Kristofer Munsterhjelm km_elmet at t-online.de
Tue Jun 14 09:54:23 PDT 2022


On 14.06.2022 01:25, Kevin Venzke wrote:
> Hi Kristofer,
> 
> Le dimanche 12 juin 2022, 06:35:17 UTC−5, Kristofer Munsterhjelm <km_elmet at t-online.de> a écrit :
>> Here's a modification to DAC and DSC inspired by Benham's method:
>>  
>> Intersect coalition sets as in DAC and DSC. But before intersecting with
>> a set, check if the current set contains a candidate who beats everybody
>> else in it pairwise. If so, elect this candidate.
>>  
>> It's clearly Condorcet (the initial set is the set of all candidates).
>> It's probably not DMTBR (because DAC and DSC aren't.) Is it Smith? For a
>> Smith failure to happen, the set at some stage needs to have more than
>> one Smith candidate, and then they all get eliminated by the next
>> intersection. I don't know if that's impossible - or possible.
> 
> Neither variant seems to satisfy DMTBR. I think DAC itself can only fail
> DMTCBR if you'd say that Bucklin can.

It seems like it fails Condorcet itself, oops. (or my simulation code is
bad)

100: A>B>C>D
101: A>D>B>C
100: C>B>D>A
100: D>B>C>A
100: D>C>A>B

The coalitions should be:

501: ABCD
201: A
200: BCD
200: D
...

so A gets elected, but D is the DMTC (and Condorcet winner). It's
reminiscent of how Plurality fails DMTCBR and requires "if both first
and second place are >1/3 fpp, then elect whoever pairwise beats the
other" to pass.

I didn't check if I could make A into the Condorcet loser (here there's
a loser's cycle between A, B, and C).

As for Bucklin, it doesn't pass DMTC itself, e.g.:

2: A>B>C>D
1: B>C>A>D
1: B>D>A>C
1: C>D>A>B

A is the CW and DMTC, but Bucklin elects B.

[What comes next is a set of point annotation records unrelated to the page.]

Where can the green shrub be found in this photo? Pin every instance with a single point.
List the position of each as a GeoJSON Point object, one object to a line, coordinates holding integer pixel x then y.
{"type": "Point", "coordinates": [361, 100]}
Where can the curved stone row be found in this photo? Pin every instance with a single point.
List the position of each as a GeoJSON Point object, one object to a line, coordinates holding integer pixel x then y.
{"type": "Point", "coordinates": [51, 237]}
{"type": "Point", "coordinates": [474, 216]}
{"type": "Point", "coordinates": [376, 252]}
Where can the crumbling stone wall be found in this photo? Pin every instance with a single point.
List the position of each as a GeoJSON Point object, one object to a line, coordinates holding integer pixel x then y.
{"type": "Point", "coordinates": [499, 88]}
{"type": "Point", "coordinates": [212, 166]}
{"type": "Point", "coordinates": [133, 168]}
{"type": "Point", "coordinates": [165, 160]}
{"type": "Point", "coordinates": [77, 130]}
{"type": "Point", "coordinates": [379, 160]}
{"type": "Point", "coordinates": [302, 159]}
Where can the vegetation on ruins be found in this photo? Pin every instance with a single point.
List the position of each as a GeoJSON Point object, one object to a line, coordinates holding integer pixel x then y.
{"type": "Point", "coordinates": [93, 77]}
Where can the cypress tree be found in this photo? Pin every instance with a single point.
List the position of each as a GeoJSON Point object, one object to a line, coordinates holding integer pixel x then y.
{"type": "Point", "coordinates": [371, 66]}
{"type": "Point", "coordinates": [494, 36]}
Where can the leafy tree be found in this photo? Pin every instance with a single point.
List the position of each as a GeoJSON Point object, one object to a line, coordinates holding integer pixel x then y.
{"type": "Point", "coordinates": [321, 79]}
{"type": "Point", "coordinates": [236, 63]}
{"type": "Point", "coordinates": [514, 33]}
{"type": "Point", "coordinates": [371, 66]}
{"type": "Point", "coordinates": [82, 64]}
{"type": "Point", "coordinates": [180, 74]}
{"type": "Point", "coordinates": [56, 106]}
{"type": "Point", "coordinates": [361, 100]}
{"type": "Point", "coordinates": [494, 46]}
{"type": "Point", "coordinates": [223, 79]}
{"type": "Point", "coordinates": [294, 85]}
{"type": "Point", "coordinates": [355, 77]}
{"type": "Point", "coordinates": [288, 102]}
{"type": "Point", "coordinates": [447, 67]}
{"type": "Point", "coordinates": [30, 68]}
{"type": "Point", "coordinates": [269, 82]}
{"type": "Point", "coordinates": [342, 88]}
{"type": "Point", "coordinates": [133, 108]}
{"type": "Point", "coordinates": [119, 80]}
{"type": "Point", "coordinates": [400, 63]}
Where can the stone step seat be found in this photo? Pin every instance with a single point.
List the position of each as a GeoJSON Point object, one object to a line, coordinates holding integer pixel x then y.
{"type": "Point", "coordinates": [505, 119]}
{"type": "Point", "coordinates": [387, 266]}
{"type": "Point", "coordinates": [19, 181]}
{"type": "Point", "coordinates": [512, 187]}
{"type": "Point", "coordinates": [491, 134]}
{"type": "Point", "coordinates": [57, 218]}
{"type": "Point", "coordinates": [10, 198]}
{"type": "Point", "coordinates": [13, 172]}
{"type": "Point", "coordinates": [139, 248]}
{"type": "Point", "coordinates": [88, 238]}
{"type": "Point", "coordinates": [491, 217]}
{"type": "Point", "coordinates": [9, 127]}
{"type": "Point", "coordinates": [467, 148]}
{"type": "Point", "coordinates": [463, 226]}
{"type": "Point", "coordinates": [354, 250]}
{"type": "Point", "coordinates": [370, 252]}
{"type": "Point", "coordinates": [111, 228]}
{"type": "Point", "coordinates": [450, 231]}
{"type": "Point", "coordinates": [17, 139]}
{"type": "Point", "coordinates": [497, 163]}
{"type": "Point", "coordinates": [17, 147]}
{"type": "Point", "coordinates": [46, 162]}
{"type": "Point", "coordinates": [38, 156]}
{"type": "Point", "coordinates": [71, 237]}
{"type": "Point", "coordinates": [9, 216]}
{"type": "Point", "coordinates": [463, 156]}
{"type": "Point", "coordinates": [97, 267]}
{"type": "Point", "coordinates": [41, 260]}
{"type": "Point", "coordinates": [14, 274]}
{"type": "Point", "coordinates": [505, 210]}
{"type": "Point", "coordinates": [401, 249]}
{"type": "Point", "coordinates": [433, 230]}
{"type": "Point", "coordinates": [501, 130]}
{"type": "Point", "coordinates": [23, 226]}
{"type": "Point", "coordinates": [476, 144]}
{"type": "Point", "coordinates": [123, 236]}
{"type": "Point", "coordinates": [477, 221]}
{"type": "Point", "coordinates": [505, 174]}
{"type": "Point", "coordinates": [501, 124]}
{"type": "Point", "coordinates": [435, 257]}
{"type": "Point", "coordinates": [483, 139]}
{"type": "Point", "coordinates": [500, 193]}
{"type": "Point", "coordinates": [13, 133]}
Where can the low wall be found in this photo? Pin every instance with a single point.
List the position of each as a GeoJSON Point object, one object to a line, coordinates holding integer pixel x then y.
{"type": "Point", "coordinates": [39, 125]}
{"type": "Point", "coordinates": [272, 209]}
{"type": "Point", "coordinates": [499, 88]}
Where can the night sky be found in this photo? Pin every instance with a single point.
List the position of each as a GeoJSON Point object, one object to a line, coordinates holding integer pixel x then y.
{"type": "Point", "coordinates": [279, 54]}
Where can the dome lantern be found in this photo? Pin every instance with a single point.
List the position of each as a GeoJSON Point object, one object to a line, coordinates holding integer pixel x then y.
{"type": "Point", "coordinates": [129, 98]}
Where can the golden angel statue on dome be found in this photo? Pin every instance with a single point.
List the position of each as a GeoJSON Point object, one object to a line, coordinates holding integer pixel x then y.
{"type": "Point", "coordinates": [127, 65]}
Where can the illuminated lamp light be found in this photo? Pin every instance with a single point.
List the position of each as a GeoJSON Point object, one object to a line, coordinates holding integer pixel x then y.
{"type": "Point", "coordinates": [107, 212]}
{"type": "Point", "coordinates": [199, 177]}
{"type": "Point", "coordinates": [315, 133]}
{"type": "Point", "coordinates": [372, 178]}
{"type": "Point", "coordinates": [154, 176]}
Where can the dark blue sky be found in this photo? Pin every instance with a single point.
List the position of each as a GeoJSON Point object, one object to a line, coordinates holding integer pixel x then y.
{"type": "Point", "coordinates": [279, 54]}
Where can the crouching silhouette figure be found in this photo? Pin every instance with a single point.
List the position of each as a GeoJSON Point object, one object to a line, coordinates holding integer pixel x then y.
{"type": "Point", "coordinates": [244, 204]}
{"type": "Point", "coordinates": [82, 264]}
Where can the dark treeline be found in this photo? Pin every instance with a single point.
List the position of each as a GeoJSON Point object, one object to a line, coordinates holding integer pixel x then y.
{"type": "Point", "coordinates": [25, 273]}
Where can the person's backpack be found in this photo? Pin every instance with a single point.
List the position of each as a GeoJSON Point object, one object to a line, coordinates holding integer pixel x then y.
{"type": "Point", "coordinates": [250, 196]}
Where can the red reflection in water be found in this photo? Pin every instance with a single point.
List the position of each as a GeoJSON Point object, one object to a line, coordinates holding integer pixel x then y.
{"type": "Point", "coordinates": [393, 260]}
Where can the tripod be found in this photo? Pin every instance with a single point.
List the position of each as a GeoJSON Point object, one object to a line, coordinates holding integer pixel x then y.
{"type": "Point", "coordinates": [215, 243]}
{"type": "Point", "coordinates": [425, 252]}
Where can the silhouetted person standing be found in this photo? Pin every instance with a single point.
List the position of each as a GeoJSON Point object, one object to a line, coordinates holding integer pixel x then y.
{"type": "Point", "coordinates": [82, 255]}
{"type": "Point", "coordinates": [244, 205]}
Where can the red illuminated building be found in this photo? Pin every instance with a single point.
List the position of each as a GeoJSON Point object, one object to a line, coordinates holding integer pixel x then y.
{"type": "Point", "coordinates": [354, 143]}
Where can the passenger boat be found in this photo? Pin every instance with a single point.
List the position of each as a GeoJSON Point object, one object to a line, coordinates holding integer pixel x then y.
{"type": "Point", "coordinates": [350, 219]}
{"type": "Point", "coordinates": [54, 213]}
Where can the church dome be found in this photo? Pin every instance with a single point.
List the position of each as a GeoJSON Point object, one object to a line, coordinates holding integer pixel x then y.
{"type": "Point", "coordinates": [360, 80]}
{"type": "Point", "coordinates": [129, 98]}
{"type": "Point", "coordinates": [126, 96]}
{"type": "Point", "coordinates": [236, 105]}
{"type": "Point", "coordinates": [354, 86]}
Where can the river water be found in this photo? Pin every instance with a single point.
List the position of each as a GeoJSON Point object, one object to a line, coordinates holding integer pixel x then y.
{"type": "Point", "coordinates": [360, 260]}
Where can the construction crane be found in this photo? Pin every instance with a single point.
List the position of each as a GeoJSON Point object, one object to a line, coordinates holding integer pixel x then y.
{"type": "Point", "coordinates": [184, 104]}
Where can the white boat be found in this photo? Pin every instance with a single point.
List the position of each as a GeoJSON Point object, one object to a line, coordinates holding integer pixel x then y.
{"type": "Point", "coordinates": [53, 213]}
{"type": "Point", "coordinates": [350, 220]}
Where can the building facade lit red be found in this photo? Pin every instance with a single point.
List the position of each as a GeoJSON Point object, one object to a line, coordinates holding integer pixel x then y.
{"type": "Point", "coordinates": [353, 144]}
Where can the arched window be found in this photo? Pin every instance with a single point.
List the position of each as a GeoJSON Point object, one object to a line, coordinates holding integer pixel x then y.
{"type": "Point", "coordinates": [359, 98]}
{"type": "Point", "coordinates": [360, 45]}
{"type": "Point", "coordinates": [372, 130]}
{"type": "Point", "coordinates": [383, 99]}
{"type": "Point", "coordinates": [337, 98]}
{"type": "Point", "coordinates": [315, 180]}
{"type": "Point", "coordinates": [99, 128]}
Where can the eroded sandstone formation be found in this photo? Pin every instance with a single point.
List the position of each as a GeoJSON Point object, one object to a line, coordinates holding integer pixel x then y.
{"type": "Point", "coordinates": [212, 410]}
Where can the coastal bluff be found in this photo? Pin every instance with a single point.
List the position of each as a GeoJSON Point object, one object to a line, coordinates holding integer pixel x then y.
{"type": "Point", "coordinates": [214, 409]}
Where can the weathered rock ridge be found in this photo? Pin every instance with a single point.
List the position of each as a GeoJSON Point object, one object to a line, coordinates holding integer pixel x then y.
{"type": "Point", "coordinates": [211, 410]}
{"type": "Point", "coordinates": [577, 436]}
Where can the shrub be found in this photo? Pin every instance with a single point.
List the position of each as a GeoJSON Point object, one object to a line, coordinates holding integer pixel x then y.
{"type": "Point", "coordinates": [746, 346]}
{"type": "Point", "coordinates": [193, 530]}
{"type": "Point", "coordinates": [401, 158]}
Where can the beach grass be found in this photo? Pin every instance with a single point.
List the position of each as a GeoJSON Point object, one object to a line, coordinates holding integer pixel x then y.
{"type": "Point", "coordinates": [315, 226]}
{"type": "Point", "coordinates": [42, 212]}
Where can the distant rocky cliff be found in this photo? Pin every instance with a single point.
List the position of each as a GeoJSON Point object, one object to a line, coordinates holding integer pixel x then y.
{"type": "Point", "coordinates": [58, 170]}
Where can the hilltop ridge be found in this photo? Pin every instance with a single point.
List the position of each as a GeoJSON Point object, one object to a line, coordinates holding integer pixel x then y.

But even when it initially elects the DMTC, it seems vulnerable to
burial (this example also works for Smith,Bucklin which always elects
the DMTC):

2: A>B>C>D
2: B>A>C>D
1: C>A>B>D

A is the CW and DMTC and wins. Then,

2: A>B>C>D
2: B>C>D>A   <-- burial
1: C>A>B>D

Every candidate is member of the Smith set and the Bucklin winner is B.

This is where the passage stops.